The USD/CHF pair initially fell during the course of the session on Monday, but found support just above the 0.95 level yet again. By doing so, we ended up forming a nice-looking hammer, and as a result it looks as if the market is going to continue going higher. With this, a break above the top of the hammer, or even the highs from last week would be reason enough to start buying. I believe at that point in time we would head towards the next blue line on the chart, which was significant resistance at the 0.98 handle.
Above that area, I think we go back to the parity level. I also believe that this will happen given enough time, as the US dollar is still favored. Granted, the European Union is getting a little bit of a reprieve lately, but you also have to remember that there are several forces at work here.
Swiss National Bank
The SNB has recently been “outed” for shorting the Swiss franc itself. This of course should drive all XXX/CHF pairs higher. After all, the market will continue to trying to hide from the central bank, because the central bank is not somebody that anybody in their right mind wants to fight. Long gone are the days of being able to “break the bank” as George Soros did. After all, the SNB recently thought the 1.20 “line in the sand” in the EUR/USD pair for over 4 years. A lot of traders lost a lot of money.

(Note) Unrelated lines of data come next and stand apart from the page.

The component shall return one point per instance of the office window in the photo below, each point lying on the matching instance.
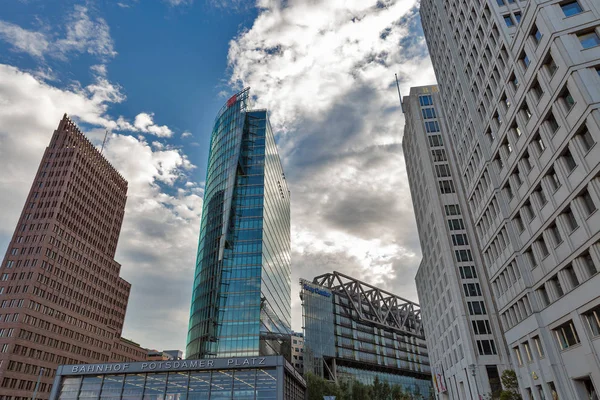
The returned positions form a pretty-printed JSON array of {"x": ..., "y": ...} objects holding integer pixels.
[
  {"x": 593, "y": 320},
  {"x": 428, "y": 113},
  {"x": 541, "y": 196},
  {"x": 536, "y": 34},
  {"x": 528, "y": 352},
  {"x": 471, "y": 289},
  {"x": 518, "y": 17},
  {"x": 432, "y": 126},
  {"x": 460, "y": 239},
  {"x": 538, "y": 346},
  {"x": 519, "y": 223},
  {"x": 569, "y": 160},
  {"x": 476, "y": 308},
  {"x": 557, "y": 286},
  {"x": 571, "y": 8},
  {"x": 531, "y": 258},
  {"x": 467, "y": 272},
  {"x": 518, "y": 355},
  {"x": 589, "y": 40},
  {"x": 481, "y": 327},
  {"x": 553, "y": 179},
  {"x": 588, "y": 202},
  {"x": 566, "y": 335},
  {"x": 452, "y": 209},
  {"x": 486, "y": 347},
  {"x": 555, "y": 233},
  {"x": 551, "y": 121},
  {"x": 446, "y": 186},
  {"x": 550, "y": 65},
  {"x": 570, "y": 218},
  {"x": 456, "y": 224},
  {"x": 571, "y": 276},
  {"x": 567, "y": 99},
  {"x": 589, "y": 264},
  {"x": 586, "y": 138},
  {"x": 425, "y": 100}
]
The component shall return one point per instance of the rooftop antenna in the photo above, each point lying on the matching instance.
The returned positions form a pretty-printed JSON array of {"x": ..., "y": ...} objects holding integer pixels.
[
  {"x": 399, "y": 95},
  {"x": 104, "y": 141}
]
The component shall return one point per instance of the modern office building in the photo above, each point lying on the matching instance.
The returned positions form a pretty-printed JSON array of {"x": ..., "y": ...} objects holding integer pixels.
[
  {"x": 241, "y": 300},
  {"x": 125, "y": 350},
  {"x": 297, "y": 345},
  {"x": 355, "y": 331},
  {"x": 175, "y": 354},
  {"x": 62, "y": 299},
  {"x": 270, "y": 377},
  {"x": 520, "y": 88},
  {"x": 464, "y": 339}
]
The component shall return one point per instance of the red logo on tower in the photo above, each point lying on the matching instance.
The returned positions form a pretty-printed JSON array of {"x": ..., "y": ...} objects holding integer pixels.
[{"x": 231, "y": 100}]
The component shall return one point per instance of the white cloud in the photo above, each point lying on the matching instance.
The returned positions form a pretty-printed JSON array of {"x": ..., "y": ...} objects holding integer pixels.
[
  {"x": 160, "y": 229},
  {"x": 34, "y": 43},
  {"x": 81, "y": 35},
  {"x": 325, "y": 70},
  {"x": 175, "y": 3},
  {"x": 99, "y": 69},
  {"x": 144, "y": 122}
]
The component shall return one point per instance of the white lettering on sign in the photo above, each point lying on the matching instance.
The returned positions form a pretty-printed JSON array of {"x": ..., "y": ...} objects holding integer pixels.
[{"x": 166, "y": 365}]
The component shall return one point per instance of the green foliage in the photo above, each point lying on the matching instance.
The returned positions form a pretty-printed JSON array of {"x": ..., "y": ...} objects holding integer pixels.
[
  {"x": 318, "y": 387},
  {"x": 510, "y": 385}
]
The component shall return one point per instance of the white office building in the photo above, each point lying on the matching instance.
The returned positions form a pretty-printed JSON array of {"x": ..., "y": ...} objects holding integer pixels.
[
  {"x": 466, "y": 347},
  {"x": 520, "y": 86}
]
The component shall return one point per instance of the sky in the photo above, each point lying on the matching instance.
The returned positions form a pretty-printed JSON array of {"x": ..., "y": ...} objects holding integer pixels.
[{"x": 154, "y": 74}]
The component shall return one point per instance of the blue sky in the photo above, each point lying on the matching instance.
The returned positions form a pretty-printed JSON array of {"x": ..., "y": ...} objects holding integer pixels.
[{"x": 154, "y": 73}]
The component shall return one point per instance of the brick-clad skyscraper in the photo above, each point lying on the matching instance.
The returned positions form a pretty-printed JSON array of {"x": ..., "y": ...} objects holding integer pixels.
[{"x": 61, "y": 298}]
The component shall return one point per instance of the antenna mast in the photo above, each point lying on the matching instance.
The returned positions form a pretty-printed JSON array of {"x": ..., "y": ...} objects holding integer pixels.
[
  {"x": 104, "y": 141},
  {"x": 399, "y": 95}
]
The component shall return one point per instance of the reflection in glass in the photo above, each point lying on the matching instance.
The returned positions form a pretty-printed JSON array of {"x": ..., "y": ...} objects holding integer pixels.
[
  {"x": 134, "y": 386},
  {"x": 199, "y": 385},
  {"x": 177, "y": 385},
  {"x": 90, "y": 387},
  {"x": 221, "y": 384},
  {"x": 155, "y": 386},
  {"x": 244, "y": 384},
  {"x": 266, "y": 384},
  {"x": 70, "y": 388},
  {"x": 112, "y": 387}
]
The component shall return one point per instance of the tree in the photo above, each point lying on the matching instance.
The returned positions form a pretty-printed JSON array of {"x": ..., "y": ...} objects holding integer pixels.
[{"x": 510, "y": 386}]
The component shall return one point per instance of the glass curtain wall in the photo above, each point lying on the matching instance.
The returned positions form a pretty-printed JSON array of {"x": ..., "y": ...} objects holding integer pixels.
[{"x": 241, "y": 301}]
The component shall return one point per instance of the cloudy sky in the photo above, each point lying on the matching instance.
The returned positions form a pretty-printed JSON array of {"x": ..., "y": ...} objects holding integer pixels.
[{"x": 154, "y": 73}]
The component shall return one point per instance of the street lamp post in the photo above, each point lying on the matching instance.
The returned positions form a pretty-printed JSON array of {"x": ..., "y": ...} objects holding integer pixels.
[
  {"x": 37, "y": 384},
  {"x": 473, "y": 369}
]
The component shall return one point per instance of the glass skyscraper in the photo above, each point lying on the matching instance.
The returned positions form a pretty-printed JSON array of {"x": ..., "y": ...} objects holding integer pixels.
[{"x": 241, "y": 300}]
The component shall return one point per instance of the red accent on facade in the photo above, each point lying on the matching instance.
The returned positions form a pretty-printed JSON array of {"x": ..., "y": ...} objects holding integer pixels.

The Swiss will continue to do what serves their interests over anybody else’s, and as a result I believe that the Swiss franc continues to lose value. This will be especially true against the US dollar, especially as we continue to have trouble in the European Union itself. Keep in mind that Switzerland sends over 85% of its exports into the European Union, and as a result it is inexorably tied to the health of that region.